Toshiba sign

Toshiba mulls going private after string of shareholder revolts

The firm has established a special committee to "engage" with potential investors and review alternatives
Image: Shutterstock

8 April 2022

Embattled tech giant Toshiba has said it will set up a special committee to assess potential bids from private equity organisations and other investors.

The move opens the possibility for a landmark deal to take one of Japan’s oldest organisations private.

A new committee is to be led by six existing directors, including the founder of Tiga Investments, Raymond Zage, and the ex-chair of Nobel Group, Paul Brough. The role of the committee, according to Toshiba, is to “engage with potential investors and sponsors and review strategic alternatives”.




Investors have ramped up the pressure for privatisation, and was mentioned in a recent letter to the board from the company’s second-largest shareholder, 3D Investment Partners. Bain Capital is reportedly going to be one of the first investors up for review as the US private equity firm recently secured qualified support for a buyout deal from Toshiba’s largest shareholder, the Singapore-based investment fund Effissimo.

Toshiba, which has an estimated market value of $17 billion, has seen a growing conflict between its leadership team and its major shareholders. The creation of a special committee effectively kills off plans to split the company into separate entities, with proposals for both three and two-way splits heavily criticised by investors.

Part of the issue was trust, with many investors questioning whether the current leadership team would still be accountable for breaking up the company should it result in a much worse business outcome. Effissimo, in particular, stated that the current leadership structure was in no position to make such an “irreversible and momentous” decision.

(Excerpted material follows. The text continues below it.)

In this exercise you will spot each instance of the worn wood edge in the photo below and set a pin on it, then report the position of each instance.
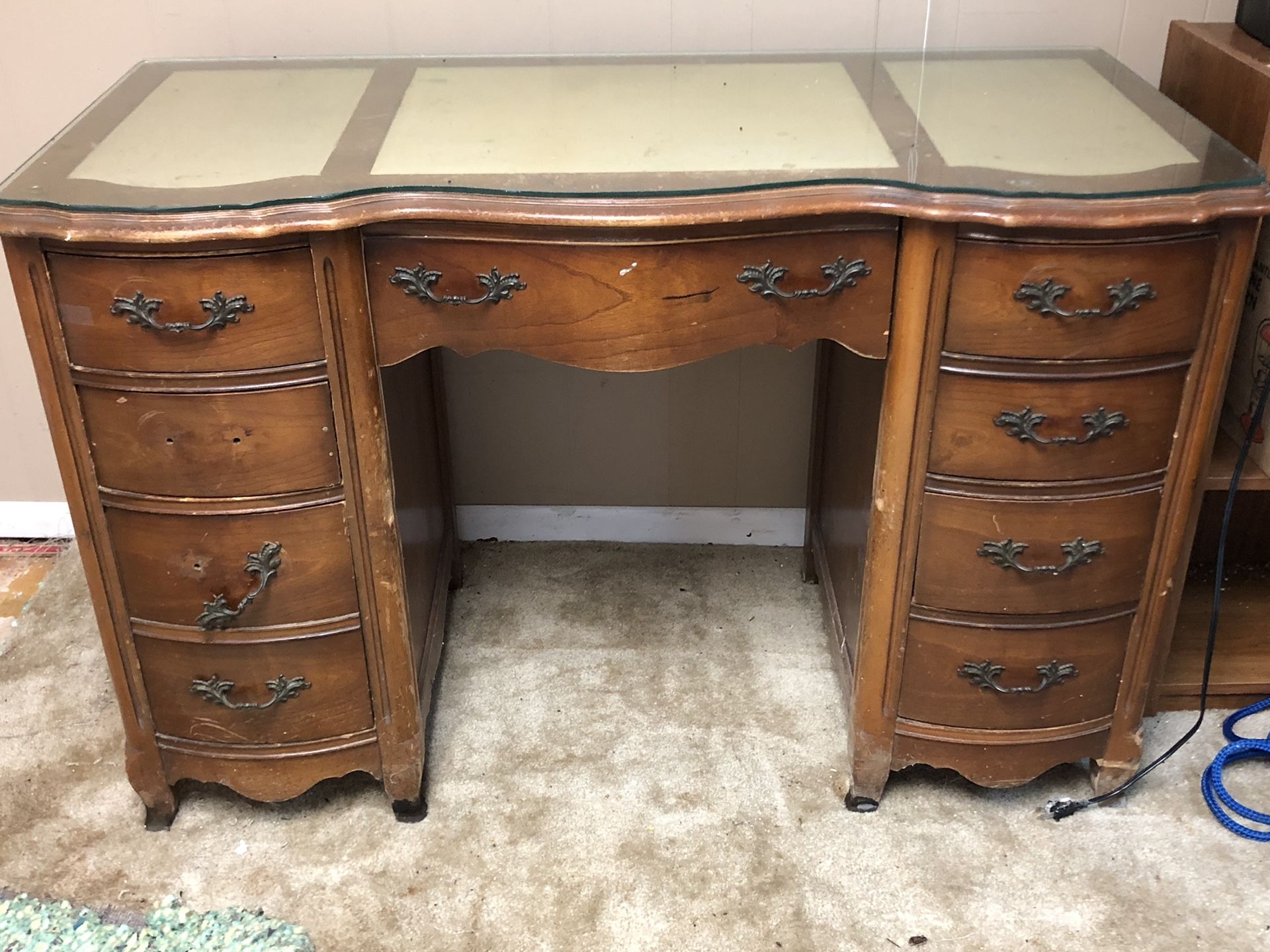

Some reports suggest that the company is still split over the matter but senior figures feel that privatisation presents the best way forward for a business struggling to resolve a decade-worth of internal troubles.

The Japanese giant was approached in April for a $14 billion takeover by CVC Capital Partners, but investors alleged that top executives took a “leading role in blocking the proposals”, and even went as far as to actively prevent it from being discussed.